What's with these 28 day tasks with 2 week deadlines?

JerryLerman
JerryLerman
Joined: 11 Feb 15
Posts: 1
Credit: 11076813
RAC: 657
Topic 224839

I've suspended work for Einstein@home because the recent tasks are estimated to run ridiculously long, in one case, 28 days, with a 14-day deadline. It seems not worth the effort to try to complete them.

For example:


Application Gravitational Wave search O2 Multi-Directional 2.09 (GWnew)
Name h1_0930.45_O2C02Cl5In0__O2MD1S3_Spotlight_931.50Hz_1844
State Project suspended by user
Received 2/13/2021 11:38:17 AM
Report deadline 2/27/2021 11:38:18 AM
Estimated computation size 144,000 GFLOPs
CPU time 00:04:05
CPU time since checkpoint 00:04:05
Elapsed time 00:05:04
Estimated time remaining 28d 07:05:49    <---- HUH??
Fraction done 0.211%
Virtual memory size 2.10 GB
Working set size 2.10 GB
Directory slots/4
Process ID 24072
Progress rate 2.520% per hour
Executable einstein_O2MD1_2.09_windows_x86_64__GWnew.exe

 

 

 

 

Keith Myers
Keith Myers
Joined: 11 Feb 11
Posts: 4753
Credit: 17681796802
RAC: 5723283

Since you are new here, you

Since you are new here, you haven't completed enough work for BOINC to make any kind of valid estimated time to complete calculations.

You need to report 10 valid tasks for BOINC to calculate an APR normally.

But since Einstein uses the DCF formula instead of APR it is slightly different.  Still need to report work for the real DCF to be calculated.

The GW tasks do not take that long to complete.  Just let the tasks run.

 

Gary Roberts
Gary Roberts
Moderator
Joined: 9 Feb 05
Posts: 5846
Credit: 109975723612
RAC: 29543326

JerryLerman wrote:What's with

JerryLerman wrote:

What's with these 28 day tasks with 2 week deadlines?

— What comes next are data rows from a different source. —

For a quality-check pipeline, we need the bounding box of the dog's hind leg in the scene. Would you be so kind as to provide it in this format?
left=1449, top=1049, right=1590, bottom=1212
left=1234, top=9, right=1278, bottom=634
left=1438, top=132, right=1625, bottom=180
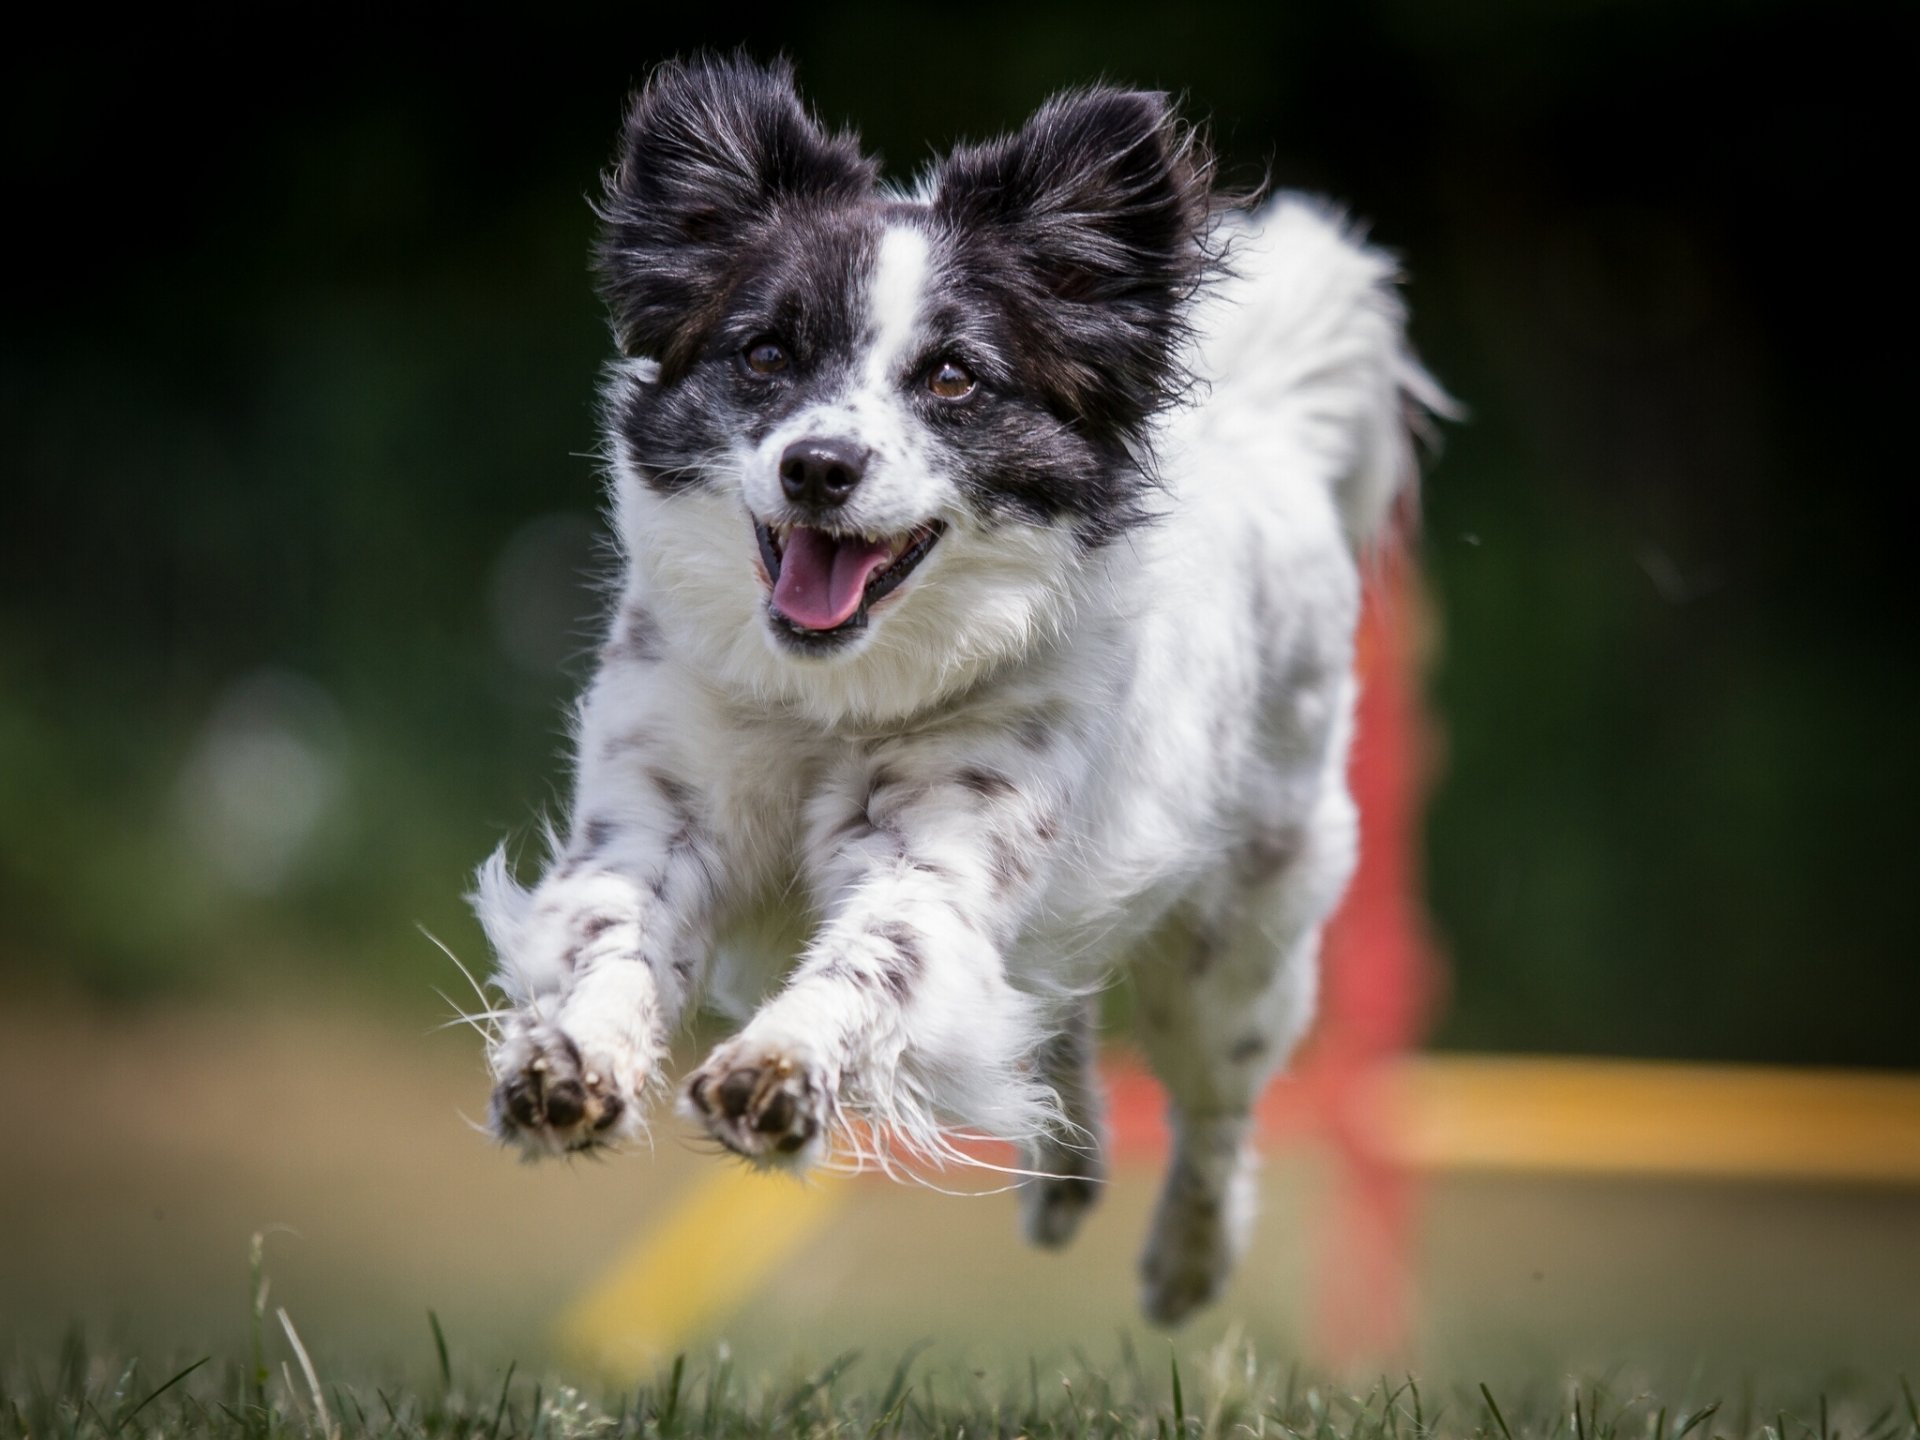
left=1019, top=996, right=1108, bottom=1249
left=1129, top=904, right=1320, bottom=1325
left=1128, top=782, right=1356, bottom=1325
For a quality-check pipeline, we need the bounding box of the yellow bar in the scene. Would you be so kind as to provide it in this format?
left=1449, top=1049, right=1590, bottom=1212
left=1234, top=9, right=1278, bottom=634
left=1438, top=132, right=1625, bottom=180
left=557, top=1058, right=1920, bottom=1364
left=1391, top=1056, right=1920, bottom=1184
left=557, top=1164, right=846, bottom=1373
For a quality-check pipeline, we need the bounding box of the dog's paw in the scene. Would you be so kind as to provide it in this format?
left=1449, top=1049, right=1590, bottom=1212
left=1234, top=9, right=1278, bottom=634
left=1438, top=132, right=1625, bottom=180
left=1020, top=1134, right=1106, bottom=1249
left=682, top=1039, right=829, bottom=1166
left=1021, top=1172, right=1102, bottom=1249
left=490, top=1022, right=647, bottom=1157
left=1137, top=1154, right=1252, bottom=1327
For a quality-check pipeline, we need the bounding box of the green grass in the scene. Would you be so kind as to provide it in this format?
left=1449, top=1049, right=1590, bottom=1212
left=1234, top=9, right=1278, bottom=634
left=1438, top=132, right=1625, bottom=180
left=6, top=1326, right=1916, bottom=1440
left=6, top=1234, right=1914, bottom=1440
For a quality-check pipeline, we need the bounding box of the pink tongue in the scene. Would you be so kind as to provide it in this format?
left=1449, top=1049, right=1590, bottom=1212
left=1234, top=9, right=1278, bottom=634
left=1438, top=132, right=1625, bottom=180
left=772, top=526, right=896, bottom=631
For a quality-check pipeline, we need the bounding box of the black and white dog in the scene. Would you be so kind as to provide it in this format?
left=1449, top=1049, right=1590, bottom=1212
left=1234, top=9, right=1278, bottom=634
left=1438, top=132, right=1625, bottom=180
left=473, top=54, right=1444, bottom=1324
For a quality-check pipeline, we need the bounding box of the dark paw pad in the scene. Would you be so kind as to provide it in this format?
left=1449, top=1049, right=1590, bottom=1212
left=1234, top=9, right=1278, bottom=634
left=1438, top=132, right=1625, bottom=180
left=684, top=1050, right=823, bottom=1162
left=493, top=1031, right=633, bottom=1154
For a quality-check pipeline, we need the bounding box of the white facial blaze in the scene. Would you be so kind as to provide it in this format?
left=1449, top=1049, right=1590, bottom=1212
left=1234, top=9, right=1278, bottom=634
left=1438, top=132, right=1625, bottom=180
left=864, top=224, right=932, bottom=387
left=748, top=222, right=941, bottom=540
left=824, top=224, right=937, bottom=535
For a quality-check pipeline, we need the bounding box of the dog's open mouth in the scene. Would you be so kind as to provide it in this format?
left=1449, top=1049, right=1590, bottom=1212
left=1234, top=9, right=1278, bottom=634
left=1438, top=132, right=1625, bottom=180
left=755, top=518, right=945, bottom=635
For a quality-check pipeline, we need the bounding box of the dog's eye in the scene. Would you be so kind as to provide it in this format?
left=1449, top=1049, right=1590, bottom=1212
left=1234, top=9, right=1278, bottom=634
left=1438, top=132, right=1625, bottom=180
left=926, top=360, right=976, bottom=400
left=740, top=339, right=789, bottom=376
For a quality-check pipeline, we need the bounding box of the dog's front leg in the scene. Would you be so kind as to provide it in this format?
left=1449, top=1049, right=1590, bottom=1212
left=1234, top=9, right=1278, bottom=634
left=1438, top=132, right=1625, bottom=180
left=684, top=755, right=1068, bottom=1169
left=477, top=757, right=721, bottom=1157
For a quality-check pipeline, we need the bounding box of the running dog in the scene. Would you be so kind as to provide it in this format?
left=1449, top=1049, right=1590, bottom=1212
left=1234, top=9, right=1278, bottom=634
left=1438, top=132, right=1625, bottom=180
left=472, top=54, right=1445, bottom=1324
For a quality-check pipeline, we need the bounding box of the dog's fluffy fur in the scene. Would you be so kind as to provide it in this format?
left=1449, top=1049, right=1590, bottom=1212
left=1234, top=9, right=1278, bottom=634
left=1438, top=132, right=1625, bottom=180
left=472, top=55, right=1445, bottom=1325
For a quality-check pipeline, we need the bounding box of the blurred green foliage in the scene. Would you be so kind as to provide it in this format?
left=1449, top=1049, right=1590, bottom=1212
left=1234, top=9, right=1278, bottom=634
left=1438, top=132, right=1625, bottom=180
left=2, top=3, right=1911, bottom=1063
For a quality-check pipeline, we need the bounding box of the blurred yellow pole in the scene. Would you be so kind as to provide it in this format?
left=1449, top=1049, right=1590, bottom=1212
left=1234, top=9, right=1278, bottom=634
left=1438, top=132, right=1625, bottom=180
left=557, top=1058, right=1920, bottom=1366
left=1393, top=1056, right=1920, bottom=1184
left=557, top=1165, right=846, bottom=1374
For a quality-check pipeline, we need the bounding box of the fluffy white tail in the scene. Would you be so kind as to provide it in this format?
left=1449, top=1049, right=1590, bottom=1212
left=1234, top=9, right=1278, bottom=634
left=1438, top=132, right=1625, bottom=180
left=1193, top=195, right=1454, bottom=551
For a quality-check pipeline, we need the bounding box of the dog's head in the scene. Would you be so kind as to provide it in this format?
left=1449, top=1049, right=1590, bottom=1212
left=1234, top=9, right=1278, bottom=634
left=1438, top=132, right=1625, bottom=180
left=593, top=55, right=1215, bottom=720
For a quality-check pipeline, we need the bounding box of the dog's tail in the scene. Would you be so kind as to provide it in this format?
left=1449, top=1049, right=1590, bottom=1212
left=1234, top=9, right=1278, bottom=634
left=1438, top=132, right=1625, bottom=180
left=1192, top=195, right=1455, bottom=552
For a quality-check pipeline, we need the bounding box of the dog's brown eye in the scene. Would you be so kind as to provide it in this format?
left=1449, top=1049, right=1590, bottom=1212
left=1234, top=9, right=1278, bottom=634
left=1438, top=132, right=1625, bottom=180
left=741, top=339, right=789, bottom=376
left=927, top=360, right=975, bottom=400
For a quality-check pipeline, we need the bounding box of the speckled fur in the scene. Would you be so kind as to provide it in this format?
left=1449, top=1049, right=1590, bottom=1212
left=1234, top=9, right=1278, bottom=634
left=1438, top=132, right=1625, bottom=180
left=471, top=55, right=1446, bottom=1326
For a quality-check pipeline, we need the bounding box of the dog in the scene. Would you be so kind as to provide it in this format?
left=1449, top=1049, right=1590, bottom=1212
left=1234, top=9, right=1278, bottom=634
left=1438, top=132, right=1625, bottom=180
left=471, top=53, right=1445, bottom=1325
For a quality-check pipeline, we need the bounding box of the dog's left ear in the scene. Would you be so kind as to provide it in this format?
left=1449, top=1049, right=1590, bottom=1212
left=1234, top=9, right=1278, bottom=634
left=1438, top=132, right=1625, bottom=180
left=934, top=88, right=1215, bottom=433
left=594, top=54, right=877, bottom=372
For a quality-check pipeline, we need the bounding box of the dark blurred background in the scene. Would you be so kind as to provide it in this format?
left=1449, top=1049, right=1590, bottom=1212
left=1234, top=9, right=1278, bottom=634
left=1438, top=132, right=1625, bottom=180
left=4, top=1, right=1912, bottom=1067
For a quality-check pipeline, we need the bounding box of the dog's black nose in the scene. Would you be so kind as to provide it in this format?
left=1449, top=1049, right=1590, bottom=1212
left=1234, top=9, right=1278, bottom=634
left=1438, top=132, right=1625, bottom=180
left=779, top=438, right=868, bottom=508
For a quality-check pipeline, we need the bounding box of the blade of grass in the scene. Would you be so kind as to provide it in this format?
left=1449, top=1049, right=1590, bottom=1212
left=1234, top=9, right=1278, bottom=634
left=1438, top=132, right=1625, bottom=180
left=702, top=1351, right=732, bottom=1434
left=1860, top=1403, right=1898, bottom=1440
left=487, top=1361, right=516, bottom=1440
left=1482, top=1384, right=1515, bottom=1440
left=786, top=1351, right=860, bottom=1417
left=876, top=1342, right=932, bottom=1428
left=1676, top=1403, right=1721, bottom=1440
left=427, top=1312, right=451, bottom=1397
left=81, top=1395, right=115, bottom=1437
left=56, top=1325, right=87, bottom=1401
left=111, top=1357, right=209, bottom=1434
left=247, top=1237, right=269, bottom=1440
left=868, top=1384, right=915, bottom=1440
left=1382, top=1376, right=1405, bottom=1440
left=662, top=1353, right=685, bottom=1431
left=278, top=1308, right=335, bottom=1440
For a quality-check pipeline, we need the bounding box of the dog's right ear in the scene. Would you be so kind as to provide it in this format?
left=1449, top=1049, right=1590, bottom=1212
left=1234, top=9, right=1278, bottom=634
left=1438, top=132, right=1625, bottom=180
left=594, top=55, right=877, bottom=374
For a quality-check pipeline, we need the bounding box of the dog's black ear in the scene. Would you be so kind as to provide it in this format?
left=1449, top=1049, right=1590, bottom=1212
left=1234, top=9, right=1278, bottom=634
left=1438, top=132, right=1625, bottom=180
left=594, top=55, right=877, bottom=371
left=934, top=88, right=1216, bottom=434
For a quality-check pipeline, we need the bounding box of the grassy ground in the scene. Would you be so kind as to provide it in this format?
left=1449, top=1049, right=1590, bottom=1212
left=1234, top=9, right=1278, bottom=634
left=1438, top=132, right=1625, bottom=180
left=5, top=1324, right=1917, bottom=1440
left=4, top=996, right=1918, bottom=1435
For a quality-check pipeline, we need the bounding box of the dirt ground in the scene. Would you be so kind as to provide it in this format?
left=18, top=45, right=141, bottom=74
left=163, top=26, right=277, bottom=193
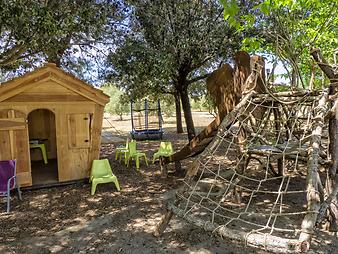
left=0, top=112, right=337, bottom=253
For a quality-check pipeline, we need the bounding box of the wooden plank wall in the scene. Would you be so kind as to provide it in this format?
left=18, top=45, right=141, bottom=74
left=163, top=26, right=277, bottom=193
left=0, top=109, right=32, bottom=186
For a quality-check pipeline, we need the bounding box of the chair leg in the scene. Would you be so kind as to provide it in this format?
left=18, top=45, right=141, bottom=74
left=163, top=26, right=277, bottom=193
left=91, top=182, right=98, bottom=195
left=6, top=191, right=10, bottom=213
left=17, top=185, right=22, bottom=201
left=113, top=178, right=121, bottom=191
left=124, top=152, right=128, bottom=165
left=136, top=157, right=140, bottom=170
left=40, top=145, right=48, bottom=164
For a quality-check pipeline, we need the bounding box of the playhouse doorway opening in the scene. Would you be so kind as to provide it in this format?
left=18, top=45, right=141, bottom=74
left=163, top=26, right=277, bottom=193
left=28, top=109, right=58, bottom=185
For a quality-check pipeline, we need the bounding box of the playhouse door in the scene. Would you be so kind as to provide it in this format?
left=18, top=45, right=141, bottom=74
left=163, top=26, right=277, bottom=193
left=0, top=109, right=32, bottom=186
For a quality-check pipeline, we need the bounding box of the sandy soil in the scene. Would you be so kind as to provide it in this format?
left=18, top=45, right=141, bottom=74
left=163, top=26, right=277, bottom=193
left=0, top=112, right=337, bottom=254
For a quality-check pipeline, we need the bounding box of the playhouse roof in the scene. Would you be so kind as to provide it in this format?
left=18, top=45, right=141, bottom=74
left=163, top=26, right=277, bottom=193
left=0, top=63, right=109, bottom=106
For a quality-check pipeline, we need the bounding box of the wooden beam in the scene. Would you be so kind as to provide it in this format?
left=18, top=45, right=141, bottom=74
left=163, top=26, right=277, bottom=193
left=168, top=201, right=309, bottom=253
left=299, top=89, right=329, bottom=243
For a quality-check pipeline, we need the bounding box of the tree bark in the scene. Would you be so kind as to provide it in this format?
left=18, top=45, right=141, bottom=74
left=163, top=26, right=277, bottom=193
left=174, top=92, right=184, bottom=133
left=179, top=86, right=195, bottom=141
left=291, top=68, right=298, bottom=89
left=309, top=62, right=316, bottom=90
left=310, top=48, right=338, bottom=231
left=168, top=201, right=308, bottom=253
left=299, top=89, right=328, bottom=244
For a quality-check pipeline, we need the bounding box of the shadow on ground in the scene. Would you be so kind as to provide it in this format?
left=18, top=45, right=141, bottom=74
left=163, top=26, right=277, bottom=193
left=0, top=158, right=268, bottom=254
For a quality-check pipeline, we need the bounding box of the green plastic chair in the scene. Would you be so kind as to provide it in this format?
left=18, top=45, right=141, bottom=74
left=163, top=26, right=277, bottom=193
left=152, top=141, right=174, bottom=163
left=127, top=140, right=148, bottom=170
left=89, top=159, right=120, bottom=195
left=115, top=138, right=130, bottom=165
left=29, top=143, right=48, bottom=164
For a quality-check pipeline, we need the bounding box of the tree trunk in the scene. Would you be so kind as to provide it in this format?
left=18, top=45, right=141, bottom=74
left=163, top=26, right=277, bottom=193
left=309, top=62, right=316, bottom=90
left=291, top=68, right=298, bottom=89
left=174, top=92, right=184, bottom=133
left=179, top=86, right=195, bottom=141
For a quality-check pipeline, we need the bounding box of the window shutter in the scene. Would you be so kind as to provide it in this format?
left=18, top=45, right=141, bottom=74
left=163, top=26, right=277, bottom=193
left=67, top=113, right=92, bottom=148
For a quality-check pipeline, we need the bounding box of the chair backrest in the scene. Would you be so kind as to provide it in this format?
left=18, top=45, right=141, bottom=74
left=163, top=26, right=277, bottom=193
left=159, top=142, right=173, bottom=153
left=0, top=160, right=16, bottom=192
left=91, top=159, right=113, bottom=178
left=125, top=138, right=130, bottom=149
left=128, top=140, right=138, bottom=155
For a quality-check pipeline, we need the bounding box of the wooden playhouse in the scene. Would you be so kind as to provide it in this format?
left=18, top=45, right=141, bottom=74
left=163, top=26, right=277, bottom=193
left=0, top=63, right=109, bottom=186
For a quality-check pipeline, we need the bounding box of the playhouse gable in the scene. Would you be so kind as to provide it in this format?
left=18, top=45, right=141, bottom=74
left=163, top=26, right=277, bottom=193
left=0, top=63, right=109, bottom=105
left=3, top=80, right=89, bottom=103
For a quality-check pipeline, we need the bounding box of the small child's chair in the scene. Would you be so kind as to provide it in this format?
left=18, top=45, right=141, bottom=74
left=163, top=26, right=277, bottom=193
left=89, top=159, right=120, bottom=195
left=127, top=140, right=148, bottom=170
left=115, top=138, right=130, bottom=165
left=0, top=159, right=22, bottom=212
left=152, top=141, right=174, bottom=163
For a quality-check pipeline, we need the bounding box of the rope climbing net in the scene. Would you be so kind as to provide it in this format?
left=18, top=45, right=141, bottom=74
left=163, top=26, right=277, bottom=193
left=165, top=89, right=330, bottom=253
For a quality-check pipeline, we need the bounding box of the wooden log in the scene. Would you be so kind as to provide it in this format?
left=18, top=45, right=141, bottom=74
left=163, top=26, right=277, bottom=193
left=198, top=91, right=255, bottom=159
left=153, top=210, right=174, bottom=237
left=310, top=48, right=338, bottom=83
left=311, top=48, right=338, bottom=230
left=167, top=202, right=309, bottom=253
left=316, top=175, right=338, bottom=226
left=299, top=89, right=329, bottom=243
left=165, top=117, right=220, bottom=163
left=159, top=157, right=168, bottom=177
left=153, top=193, right=181, bottom=237
left=325, top=97, right=338, bottom=231
left=253, top=90, right=320, bottom=99
left=165, top=91, right=255, bottom=165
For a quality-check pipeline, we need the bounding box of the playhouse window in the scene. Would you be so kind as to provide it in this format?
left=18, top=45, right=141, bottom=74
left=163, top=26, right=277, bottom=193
left=67, top=113, right=92, bottom=148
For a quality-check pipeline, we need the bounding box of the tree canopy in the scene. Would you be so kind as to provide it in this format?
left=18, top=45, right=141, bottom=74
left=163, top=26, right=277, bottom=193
left=1, top=0, right=337, bottom=140
left=221, top=0, right=338, bottom=88
left=106, top=0, right=251, bottom=140
left=0, top=0, right=123, bottom=83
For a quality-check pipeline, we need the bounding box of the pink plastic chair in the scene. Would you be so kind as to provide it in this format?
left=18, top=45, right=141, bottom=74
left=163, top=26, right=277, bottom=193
left=0, top=160, right=22, bottom=213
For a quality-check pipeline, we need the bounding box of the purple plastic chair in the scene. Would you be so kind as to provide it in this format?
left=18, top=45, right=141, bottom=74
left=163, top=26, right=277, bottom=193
left=0, top=160, right=22, bottom=213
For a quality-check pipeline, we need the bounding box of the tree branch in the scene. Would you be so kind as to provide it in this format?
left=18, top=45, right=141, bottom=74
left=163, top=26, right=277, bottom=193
left=0, top=44, right=27, bottom=67
left=187, top=73, right=211, bottom=84
left=310, top=48, right=338, bottom=81
left=189, top=55, right=213, bottom=72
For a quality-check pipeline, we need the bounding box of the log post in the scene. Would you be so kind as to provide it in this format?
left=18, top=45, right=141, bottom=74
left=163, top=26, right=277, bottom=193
left=154, top=194, right=180, bottom=237
left=316, top=175, right=338, bottom=226
left=167, top=201, right=308, bottom=253
left=299, top=89, right=328, bottom=245
left=311, top=48, right=338, bottom=230
left=153, top=210, right=174, bottom=237
left=159, top=157, right=168, bottom=177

I've suspended work for Einstein@home because the recent tasks are estimated to run ridiculously long, in one case, 28 days, with a 14-day deadline. It seems not worth the effort to try to complete them.

First of all, there is no such thing as a 28 day task and an estimate is just an estimate which can get really screwed up (as possibly happened in this case) by unrelated things happening on the machine.

It seems to be possible to work out how this might have happened so here's my take on the cause.  It's just a guesstimate so please correct if you know otherwise.

You didn't supply the actual host ID so I looked at all 3 that are listed.  You seem to have two with identical hardware, one that last contacted the project a couple of days ago and the other much more recently.  Sure enough, the more recent one first contacted the project a couple of hours after the older one last did - in other words, it seems like a brand new host ID for the same hardware.

Perhaps you were having issues with the old one in some way.  I first wondered if you had reset the project but I don't think you get a brand new host ID by doing that.  If in some way you did take action to get a new host ID, please realise that the outstanding tasks associated with the old ID are now in limbo and waiting to 'time-out'.  When they do, they will be reissued to someone else.  It's good practice to remove this delay by aborting and returning any outstanding tasks before doing anything that will create a new host ID.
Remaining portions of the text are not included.